I was at a gas station in Ft Washington recently, playing a CD from my recent sermon, and some woman commented (positively) on it. I pulled it out and gave it to her (which surprised her to no end), but it brought to mind how much my life impacts those around me.

I've been highly blessed to be around such spirit-led preachers as Pastor Hunt of New Community COGIC in Waldorf, but I also notice my preaching is of a somewhat different nature than the rest. Let me explain.

I'm so very thankful God saved me in 1993, but I admit I have difficulty living a saved life. For me, it's tough to stay saved each day, really tough.

I've heard some of the saints (including my wife) say they're 'saved, sanctified, and Holy Ghost filled' but if I were to try to say the same thing, I'd say I'm 'being saved daily WHEN I focus on God, in the process of BEING sanctified, and Holy Ghost filled WHEN my sinful nature steps aside long enough for God to have his way in my life'. Doesn't roll off the tongue quite like the others, does it?

Psalm 51 typifies the process of sanctification to me. Because only AFTER God has cleansed and purged me, 'Then, I will teach transgressors your ways.' But until then, I'm still in the 'wash cycle', as it were. And that's where I find myself, day after painful day.

When God called me to the ministry, I told him I would follow his call, even if my life only served as an example to those around me (in other words, if they observed my stumbling and re-turning to the cross over and over, they might draw hope in their own spiritual walk.)
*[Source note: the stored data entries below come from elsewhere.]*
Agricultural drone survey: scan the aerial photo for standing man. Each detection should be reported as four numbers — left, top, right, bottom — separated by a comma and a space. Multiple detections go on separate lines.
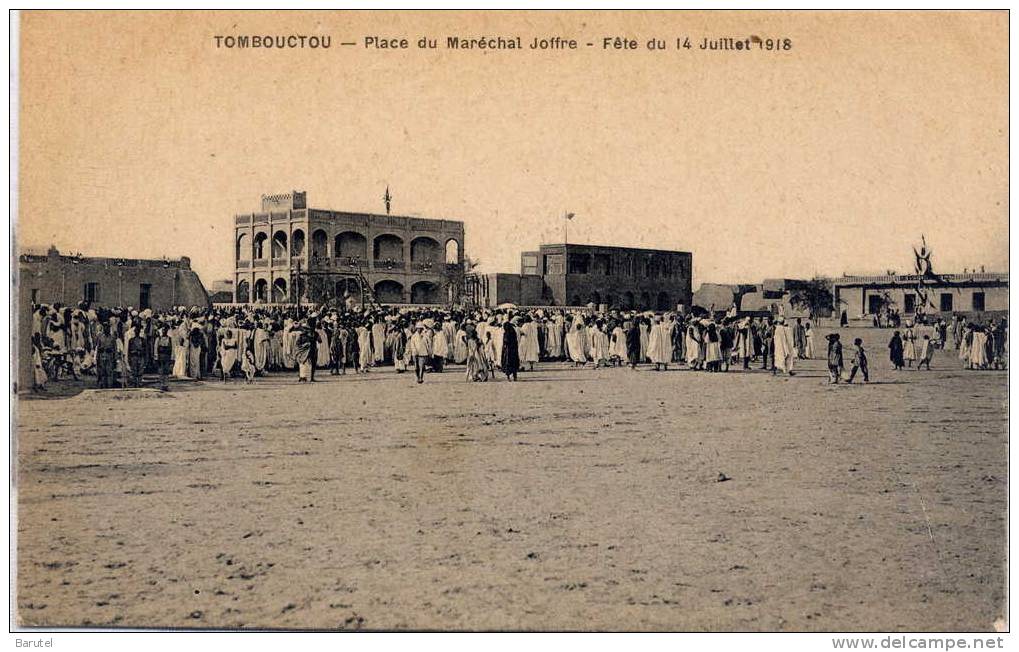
793, 317, 807, 359
96, 322, 118, 389
127, 323, 148, 388
760, 317, 775, 371
772, 317, 795, 376
155, 325, 173, 391
625, 319, 641, 370
408, 323, 433, 384
500, 320, 521, 381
I thank God for the grace and strength to be able to fall, get back up, and talk about it, even when I'm talking to a crowd.
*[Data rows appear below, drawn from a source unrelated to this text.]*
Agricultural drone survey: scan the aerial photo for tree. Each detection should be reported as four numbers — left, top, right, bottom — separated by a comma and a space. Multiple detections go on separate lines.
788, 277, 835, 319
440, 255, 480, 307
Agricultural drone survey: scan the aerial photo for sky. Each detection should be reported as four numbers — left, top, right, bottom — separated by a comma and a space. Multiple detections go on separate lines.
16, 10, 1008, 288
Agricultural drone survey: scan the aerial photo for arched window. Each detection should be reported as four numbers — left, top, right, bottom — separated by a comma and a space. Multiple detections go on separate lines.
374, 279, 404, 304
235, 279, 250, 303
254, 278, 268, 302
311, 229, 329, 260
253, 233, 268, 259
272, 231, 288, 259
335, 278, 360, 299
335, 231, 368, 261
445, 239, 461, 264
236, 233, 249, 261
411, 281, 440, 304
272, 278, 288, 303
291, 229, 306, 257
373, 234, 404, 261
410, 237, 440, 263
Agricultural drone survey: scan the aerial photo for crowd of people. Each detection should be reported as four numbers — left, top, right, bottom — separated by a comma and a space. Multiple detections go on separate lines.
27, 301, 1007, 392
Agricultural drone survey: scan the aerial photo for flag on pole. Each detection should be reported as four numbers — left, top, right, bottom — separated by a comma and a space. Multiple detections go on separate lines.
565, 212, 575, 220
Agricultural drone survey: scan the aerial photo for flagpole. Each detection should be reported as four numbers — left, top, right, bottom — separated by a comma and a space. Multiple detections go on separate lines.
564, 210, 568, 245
I think that's why my sermons seem more like sharing, and less like preaching. God's words of redemption and love repeatedly soothe my sin-born heart and calm my sin-numbed ears, and I get enough strength to go through the process once again, but by submitting to God's call and sharing about my life all the while, I'm able to share the pain, the tests, and the reunification.

God allows me to be a walking prodigal son.
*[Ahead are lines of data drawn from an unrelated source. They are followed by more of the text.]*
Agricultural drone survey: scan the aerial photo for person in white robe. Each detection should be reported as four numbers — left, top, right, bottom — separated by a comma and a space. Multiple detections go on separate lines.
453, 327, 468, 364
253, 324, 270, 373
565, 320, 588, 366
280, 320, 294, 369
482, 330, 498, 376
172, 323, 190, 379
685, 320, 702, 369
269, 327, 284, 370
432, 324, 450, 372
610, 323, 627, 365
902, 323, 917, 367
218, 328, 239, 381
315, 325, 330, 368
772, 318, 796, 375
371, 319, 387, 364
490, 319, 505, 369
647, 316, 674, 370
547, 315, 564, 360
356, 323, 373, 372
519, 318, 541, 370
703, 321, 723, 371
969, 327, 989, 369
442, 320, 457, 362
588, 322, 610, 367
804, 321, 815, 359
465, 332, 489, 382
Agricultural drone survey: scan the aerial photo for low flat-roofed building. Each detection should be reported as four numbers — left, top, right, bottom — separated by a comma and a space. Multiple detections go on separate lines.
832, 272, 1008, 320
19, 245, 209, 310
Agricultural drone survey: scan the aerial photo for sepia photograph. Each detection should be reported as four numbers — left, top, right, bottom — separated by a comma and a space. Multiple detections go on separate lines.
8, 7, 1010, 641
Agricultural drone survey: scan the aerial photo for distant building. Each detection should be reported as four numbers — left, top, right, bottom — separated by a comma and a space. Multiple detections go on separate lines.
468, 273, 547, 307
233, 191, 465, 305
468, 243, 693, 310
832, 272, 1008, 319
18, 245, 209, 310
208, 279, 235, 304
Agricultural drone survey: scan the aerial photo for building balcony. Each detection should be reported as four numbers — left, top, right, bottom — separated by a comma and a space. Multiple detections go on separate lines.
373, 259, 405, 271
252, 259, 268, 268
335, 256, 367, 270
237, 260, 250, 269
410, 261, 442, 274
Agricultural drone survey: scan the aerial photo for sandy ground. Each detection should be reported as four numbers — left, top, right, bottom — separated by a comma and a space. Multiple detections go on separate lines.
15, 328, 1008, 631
God loves a broken and a contrite heart (Psalm 34:18, Psalm 51:17). In me, he has a perfect subject for the lesson. A proud and independent man, brought up outside the church, yet constantly humbled through decades of failed relationships and continuous self-destructive behavior. God can take my proud nature, skinned knees, and abundant tears, and make a loving "story of redemption" out of them. What the enemy calls 'another failure, Scott', God calls his child, Scott.

So when I preach, I have mixed feelings about having an altar call. The reason? I want to throw myself at the foot of the cross right along with everyone else, my tears falling beside theirs. When they cry, I cry, because - perhaps like them - I'm coming forward as a miserable, broken, proud-to-the-brink-of-destruction sinner. We all approach with nothing but hope, and we leave with nothing less than our renewed souls.

I thank God for my life. I pray my pain gives others hope.